Why 20GB and not the entire disk? With SQL Server you query tables, as I’ve said above, your maintenance routines would put the data hopefully around the same area of the disk (I’m not going to go into internal V external fragmentation – google that, it is important, but for this particular post that disproves you can only get 170 IOps out of a 10K disk it’s not that relevant).
You would not have a single 300GB table on a pair of 300GB disks in a RAID 1 – that is a design pattern you just wouldn’t do in SQL Server because you’d not get the performance you’d want.
The table below shows the details of some tests made through IOMeter and the results; QD refers to “Queue Depth” i.e. the number of outstanding IO’s against the storage device – a Queue Depth helps improve performance, a QD of 1 is where the IO is synchronous i.e. the requestor is waiting for the IO to complete before continuing with work.

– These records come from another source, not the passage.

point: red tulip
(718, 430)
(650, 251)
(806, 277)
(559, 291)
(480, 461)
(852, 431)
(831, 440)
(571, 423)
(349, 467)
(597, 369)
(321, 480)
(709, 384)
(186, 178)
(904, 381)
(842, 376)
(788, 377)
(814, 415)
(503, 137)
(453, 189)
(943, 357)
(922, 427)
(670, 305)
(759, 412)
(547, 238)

The first result with a QD of 1 and an IO size of 128KB is interesting – I did that specifically to find out where the file is approximately located on disk, I can reconcile that throughput (108MBs/s) with the output from HDDScan:
The file is pretty much where I’m expecting it to be – quite far in the disk.
Look back at the table some items to note:
For sequential IO (which you will predominately be likely doing with SQL Server) it is the throughput off disk that is the challenge – we max out on throughput rather than IOps. That makes sense because the head movement is the same whether you are pulling off 8KiB or 64KiB from the disk, in our test we are getting 14,090 IOps for an 8KiB IO at 100% sequential read with no read cache – a bit more than 170!
As you can see once you start dealing with random work loads, and a mix of read/write sequential/random workloads things begin to change; there is little point enabling the read cache on the disk controller because SQL Server has it’s own buffer pool and is a dam site more clever at knowing what data it wants, you won’t be repeating a read either. Write cache on the other hand is a fantastic way to balance out the load, on the SQL Server checkpoint process not only does SQL Server order writes but when those writes go to the disk controller cache they can be efficiently put down to disk.
Anyway – hopefully this has given you some insight into the reality that you can get more than 170 IOps out of 10K disk let alone a 15K one! Certainly help get something off my chest, I sincerely look forward to the day where the rip off prices of flash drives in the enterprise space come down to sensible levels – that said, we’ll all be up in the cloud by then, thankfully the cloud is built on commodity storage so I will get my day [eventually].
I could make this post easily into a white paper, for the case of brevity if you have specific points or questions leave them in the comments or email me directly and I’ll address (with research proof).
UPDATE 2014-04-07, 14:15
Forgot to mention that the 128KiB IO size came about because HDDScan defaults to 256 blocks per read, each block is a sector 512 bytes thus 512 * 256 is 128KiB.